5 Ways to Shrink Your Waistline and Expand Your Mind
"If you drink O'Douls, you don't drink; but if you drink 20 O'Douls in a half hour, then you're a non-alcoholic." - Mitch Hedberg
In 2014, nearly 60% of Americans reported they imbibe at least monthly. From craft beers to ciders and charcoal smoked whiskeys, we're now living in a golden age of fermentation. While scientific research has shown that alcohol consumption can impair athletic performance and hinder weight loss, it's considered faux pas to play cornhole or hit the dance floor without a beverage in hand. Does this mean that a couple margaritas will quash all the hard work you've put into your diet and training program? No way Jose Cuervo. Here's five ways you can drink strategically to maintain your gains and avoid a beer gut.
1. Have your cocktails as far from your workout as possible.
Why? Alcohol consumption has detrimental effects on protein synthesis, energy production, the secretion of anabolic hormones, and the absorption of vitamins. Giving your body an opportunity to process the alcohol out of your system will help to mitigate these effects so you can get the most out of your sweat equity. Bottom line...take a raincheck on happy hour if it's right after your workout. Aim for a buffer of at least 8 hours.
2. Have 8oz of water for every drink
Why? One of the main side effects of alcohol consumption is dehydration. Since muscle tissue is mostly made up of water, a lack of it in your muscle cells can lead to significant decreases in strength development, meaning you're unlikely to set any personal bests the day after hitting the bottle. Furthermore, your liver and kidneys both require H2O in order to break down alcohol and filter toxins out of your system. Pound a water with every cocktail to avoid a muscle hangover.
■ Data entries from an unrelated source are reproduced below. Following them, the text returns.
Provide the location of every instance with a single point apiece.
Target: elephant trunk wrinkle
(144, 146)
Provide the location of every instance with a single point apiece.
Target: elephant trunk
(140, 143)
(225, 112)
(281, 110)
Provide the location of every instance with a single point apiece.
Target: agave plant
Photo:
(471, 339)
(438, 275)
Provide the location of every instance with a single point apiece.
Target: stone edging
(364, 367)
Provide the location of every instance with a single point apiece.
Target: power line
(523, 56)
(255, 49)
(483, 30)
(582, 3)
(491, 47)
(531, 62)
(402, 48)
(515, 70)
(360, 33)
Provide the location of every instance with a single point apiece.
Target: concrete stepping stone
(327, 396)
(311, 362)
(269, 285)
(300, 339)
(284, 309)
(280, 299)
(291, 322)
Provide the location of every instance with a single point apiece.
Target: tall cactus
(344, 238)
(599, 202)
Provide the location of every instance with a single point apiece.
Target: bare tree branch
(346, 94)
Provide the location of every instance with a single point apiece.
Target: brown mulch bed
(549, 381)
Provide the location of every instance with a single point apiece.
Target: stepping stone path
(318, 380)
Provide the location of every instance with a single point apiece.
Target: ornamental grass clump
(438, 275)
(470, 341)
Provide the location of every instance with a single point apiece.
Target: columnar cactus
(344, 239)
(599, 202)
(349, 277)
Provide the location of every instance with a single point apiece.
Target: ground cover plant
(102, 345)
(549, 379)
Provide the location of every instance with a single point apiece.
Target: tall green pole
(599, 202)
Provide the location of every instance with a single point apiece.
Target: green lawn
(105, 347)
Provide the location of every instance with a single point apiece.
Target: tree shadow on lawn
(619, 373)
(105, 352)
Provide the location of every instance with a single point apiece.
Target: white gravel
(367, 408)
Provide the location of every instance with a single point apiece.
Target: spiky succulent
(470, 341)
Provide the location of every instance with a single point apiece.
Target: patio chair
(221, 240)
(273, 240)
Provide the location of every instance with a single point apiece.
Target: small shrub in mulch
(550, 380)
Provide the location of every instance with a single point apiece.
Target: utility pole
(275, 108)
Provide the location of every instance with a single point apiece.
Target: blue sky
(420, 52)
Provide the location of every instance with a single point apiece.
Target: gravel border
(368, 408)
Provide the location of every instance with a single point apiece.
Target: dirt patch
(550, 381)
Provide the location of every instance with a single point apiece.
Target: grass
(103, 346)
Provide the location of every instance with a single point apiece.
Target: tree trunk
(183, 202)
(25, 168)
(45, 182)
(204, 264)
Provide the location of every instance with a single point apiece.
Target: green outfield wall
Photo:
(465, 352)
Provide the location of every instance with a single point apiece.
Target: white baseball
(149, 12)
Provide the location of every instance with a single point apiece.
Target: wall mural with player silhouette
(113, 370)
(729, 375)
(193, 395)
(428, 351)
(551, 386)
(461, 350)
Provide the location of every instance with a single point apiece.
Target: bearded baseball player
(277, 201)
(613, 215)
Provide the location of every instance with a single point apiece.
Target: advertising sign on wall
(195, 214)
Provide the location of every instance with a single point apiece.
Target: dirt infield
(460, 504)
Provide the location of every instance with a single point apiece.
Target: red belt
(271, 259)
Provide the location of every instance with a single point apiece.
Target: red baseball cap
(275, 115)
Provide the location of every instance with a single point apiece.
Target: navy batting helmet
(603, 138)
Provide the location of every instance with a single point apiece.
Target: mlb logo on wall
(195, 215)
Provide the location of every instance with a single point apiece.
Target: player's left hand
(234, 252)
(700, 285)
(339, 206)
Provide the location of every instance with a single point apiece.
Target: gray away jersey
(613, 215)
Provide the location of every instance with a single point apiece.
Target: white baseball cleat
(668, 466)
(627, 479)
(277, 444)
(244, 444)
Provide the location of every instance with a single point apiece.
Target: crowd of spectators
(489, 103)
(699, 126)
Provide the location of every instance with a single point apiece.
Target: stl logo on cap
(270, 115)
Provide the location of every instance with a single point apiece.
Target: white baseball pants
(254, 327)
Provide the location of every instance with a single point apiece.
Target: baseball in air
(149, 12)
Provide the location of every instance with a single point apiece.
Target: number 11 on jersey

3. Know the calorie content of your booze
Why? If you're trying to adhere to a weight loss goal and monitoring your daily macronutrient intake (protein, carbs, and fat), you know that calories matter. Since alcohol isn't processed like food your safest bet would be to treat these as calories from carbs (4 cals = 1 gram carbohydrate), as protein and fat both help to maintain muscle and keep hormone levels in check. The above chart will give you a quick breakdown on some of the differences between cocktails, beer, and wine. Choose wisely.
4. Take a multivitamin.
Why? As mentioned above, alcohol decreases the absorption rates of vitamins and minerals necessary for a wide number of bodily functions from digestion to muscle growth and repair. Deficiencies in vitamin A, B1, B12, folic acid, and zinc in particular can significantly alter metabolic functioning. Downing a multivitamin before you begin drinking will help to replenish these lost nutrients.
5. Drink in moderation.
Why? New research has shown that consuming 1-2 drinks (depending on your size) has very little effect on post exercise muscle recovery. On the other hand, binge drinking can lead to decreases of up to 70% in lipid oxidization, which puts a halt on fat metabolism. Keep in mind that increased alcohol consumption also has a tendency to lower natural inhibitions....you're far more likely to think that eating an entire pizza at 2AM is a good idea. Try to set a limit before you go out and do your best to avoid that friend that keeps buying everyone shots.